Pressing down on his wrist with her left hand, Mekana broke his grip on her right by jerking her hand up and quickly moved out of his reach.  “You make it sound like I have some sort of sway over the races.  Have you seen the chaos in the hall?  I can’t even get them to stop fighting long enough to consider why they are fighting, and here you are asking me to convince them to stop their fighting long enough to fix a problem that they don’t even know about?”

Lirotiel’s gaze hardened.  “You are an agent of order, the sole negotiator amongst your race, and the one controlling the strings behind the scene, whether you wish to acknowledge it or not.  Without you there would be no peace talks, there would be no treaties to be upheld.  Whether you like it or not, you are the only one who can get everyone to stop and see what is happening right under their noses.”  

“Why are you expecting me to do this?  There are other negotiators amongst the races, why not ask them as well?  Why are you putting all of this on my shoulders alone?”

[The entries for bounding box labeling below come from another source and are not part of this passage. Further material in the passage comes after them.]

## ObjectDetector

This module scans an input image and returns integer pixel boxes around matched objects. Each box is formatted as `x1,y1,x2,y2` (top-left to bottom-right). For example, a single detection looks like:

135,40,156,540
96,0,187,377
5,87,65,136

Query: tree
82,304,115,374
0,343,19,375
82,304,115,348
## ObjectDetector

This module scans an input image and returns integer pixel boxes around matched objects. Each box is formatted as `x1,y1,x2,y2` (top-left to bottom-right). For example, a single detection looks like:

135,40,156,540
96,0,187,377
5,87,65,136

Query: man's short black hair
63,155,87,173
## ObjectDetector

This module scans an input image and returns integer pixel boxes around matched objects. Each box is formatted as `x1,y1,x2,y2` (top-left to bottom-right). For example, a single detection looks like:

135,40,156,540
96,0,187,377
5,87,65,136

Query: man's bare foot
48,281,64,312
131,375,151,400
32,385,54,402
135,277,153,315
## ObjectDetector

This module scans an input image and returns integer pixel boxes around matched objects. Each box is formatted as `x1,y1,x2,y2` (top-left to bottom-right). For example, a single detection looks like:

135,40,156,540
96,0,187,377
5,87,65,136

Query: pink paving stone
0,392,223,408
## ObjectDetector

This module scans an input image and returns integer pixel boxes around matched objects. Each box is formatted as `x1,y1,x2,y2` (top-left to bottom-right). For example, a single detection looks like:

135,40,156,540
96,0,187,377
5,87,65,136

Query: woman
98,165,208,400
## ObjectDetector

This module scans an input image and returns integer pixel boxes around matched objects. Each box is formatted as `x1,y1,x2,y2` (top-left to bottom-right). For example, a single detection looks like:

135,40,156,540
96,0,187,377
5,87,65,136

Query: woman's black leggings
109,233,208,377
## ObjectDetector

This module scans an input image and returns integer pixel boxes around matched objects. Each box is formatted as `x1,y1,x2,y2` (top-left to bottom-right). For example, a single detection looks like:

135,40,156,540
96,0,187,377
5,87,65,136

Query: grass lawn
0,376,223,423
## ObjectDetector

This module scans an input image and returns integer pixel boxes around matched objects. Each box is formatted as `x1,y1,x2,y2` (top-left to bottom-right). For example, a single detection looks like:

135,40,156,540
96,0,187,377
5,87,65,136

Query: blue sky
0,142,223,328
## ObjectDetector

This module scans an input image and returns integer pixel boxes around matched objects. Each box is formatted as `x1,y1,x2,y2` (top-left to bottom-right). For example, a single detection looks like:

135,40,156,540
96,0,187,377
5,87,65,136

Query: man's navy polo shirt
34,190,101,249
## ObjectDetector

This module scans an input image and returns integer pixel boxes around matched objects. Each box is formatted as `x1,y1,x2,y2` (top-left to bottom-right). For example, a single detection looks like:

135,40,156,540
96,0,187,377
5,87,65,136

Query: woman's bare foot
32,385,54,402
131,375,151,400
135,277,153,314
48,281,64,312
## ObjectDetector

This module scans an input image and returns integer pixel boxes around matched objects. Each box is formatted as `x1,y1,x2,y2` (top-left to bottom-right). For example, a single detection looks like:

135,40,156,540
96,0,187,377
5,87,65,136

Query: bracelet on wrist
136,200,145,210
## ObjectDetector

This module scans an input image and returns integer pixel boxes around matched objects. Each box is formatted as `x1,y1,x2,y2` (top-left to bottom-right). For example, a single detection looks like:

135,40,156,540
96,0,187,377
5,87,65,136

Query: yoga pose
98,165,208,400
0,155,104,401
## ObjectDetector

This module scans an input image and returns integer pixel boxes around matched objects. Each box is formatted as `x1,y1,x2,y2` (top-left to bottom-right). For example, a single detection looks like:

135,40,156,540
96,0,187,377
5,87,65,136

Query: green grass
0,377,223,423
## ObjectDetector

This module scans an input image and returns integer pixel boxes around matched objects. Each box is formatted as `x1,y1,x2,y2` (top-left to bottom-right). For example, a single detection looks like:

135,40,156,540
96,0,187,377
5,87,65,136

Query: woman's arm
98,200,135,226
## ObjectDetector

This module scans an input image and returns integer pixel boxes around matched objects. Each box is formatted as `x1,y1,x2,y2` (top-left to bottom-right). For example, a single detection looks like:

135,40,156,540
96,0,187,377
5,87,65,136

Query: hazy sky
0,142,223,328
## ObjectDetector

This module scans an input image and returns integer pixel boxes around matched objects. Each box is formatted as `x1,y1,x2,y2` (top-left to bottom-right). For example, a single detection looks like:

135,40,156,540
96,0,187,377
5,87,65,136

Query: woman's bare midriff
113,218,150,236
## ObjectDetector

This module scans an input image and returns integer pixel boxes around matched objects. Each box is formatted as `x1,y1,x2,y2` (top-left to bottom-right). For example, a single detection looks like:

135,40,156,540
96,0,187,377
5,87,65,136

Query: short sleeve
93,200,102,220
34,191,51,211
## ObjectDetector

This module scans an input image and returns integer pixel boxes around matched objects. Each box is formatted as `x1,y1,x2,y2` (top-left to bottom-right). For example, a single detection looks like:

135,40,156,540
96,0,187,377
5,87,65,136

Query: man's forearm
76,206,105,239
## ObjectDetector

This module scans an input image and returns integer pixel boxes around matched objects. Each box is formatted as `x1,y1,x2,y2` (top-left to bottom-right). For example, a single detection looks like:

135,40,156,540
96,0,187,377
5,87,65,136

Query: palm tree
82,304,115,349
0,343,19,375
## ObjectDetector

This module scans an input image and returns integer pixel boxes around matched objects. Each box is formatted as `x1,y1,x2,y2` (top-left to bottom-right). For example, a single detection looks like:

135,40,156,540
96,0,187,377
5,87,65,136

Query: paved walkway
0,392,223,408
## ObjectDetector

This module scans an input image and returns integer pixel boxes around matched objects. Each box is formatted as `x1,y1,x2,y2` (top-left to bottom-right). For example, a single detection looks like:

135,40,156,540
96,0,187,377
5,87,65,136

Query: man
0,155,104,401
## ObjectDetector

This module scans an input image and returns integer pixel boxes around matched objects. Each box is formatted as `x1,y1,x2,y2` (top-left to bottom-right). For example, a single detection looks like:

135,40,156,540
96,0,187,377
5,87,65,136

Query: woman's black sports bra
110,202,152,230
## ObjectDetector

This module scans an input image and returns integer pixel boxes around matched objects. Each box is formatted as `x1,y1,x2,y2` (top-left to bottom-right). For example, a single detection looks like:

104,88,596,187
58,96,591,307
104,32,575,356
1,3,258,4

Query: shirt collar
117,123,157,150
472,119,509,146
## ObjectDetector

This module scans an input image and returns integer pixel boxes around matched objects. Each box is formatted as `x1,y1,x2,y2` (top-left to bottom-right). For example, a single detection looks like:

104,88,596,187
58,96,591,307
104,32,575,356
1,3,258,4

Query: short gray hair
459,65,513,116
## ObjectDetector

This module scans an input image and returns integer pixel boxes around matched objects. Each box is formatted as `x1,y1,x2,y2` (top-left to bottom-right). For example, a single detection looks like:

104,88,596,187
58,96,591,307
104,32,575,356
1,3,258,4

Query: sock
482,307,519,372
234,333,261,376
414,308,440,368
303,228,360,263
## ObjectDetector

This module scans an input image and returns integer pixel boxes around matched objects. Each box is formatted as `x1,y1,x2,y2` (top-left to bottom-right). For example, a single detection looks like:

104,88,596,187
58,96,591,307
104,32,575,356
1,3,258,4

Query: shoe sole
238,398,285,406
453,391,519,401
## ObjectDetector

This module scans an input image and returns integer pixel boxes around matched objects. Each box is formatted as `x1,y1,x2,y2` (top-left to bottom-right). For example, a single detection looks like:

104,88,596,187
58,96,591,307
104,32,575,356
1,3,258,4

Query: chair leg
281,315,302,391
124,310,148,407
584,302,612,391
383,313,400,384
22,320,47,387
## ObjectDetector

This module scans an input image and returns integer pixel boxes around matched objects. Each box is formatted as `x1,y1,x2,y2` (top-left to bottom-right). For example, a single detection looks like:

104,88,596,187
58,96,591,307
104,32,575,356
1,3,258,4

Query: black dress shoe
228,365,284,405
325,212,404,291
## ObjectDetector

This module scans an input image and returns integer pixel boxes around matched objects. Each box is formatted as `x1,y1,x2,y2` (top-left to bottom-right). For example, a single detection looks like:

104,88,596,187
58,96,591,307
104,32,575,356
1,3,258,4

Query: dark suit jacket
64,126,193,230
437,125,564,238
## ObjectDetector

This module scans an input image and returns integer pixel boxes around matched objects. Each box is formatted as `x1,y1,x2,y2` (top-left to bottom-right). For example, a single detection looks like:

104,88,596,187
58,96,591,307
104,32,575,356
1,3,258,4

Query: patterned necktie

“Did I stutter?  Your fingers are controlling the strings of the others.  You alone are pushing for peace between all of the races, it is you they listen to.  Your voice is backed by some of the most powerful beings in existence today, and yet you want to claim that I am putting this solely on your shoulders.  Should you stumble there are others to help you back to your feet and get you back into the battle.  Can you say the same for the other negotiators?”

It was obvious that there was no convincing this man that she was already overburdened and couldn’t take on any more work.  “I can’t make any promises, but I’ll see what I can do,”  she sighed.

The smile slowly crept back to Lirotiel’s face and his body relaxed.  “I know you will succeed.  Remember, you control the strings, all you need to do is give them a little pull and people will come to your aid.”

Tapping her finger on her chin in thought, Mekana’s eyes moved up and down Lirotiel’s body.  “What race are you, anyway?”  Her eyes widened as three pairs of sleek black wings spread out behind his back.  “Just what are you?” she whispered.

“What you have the potential to become.”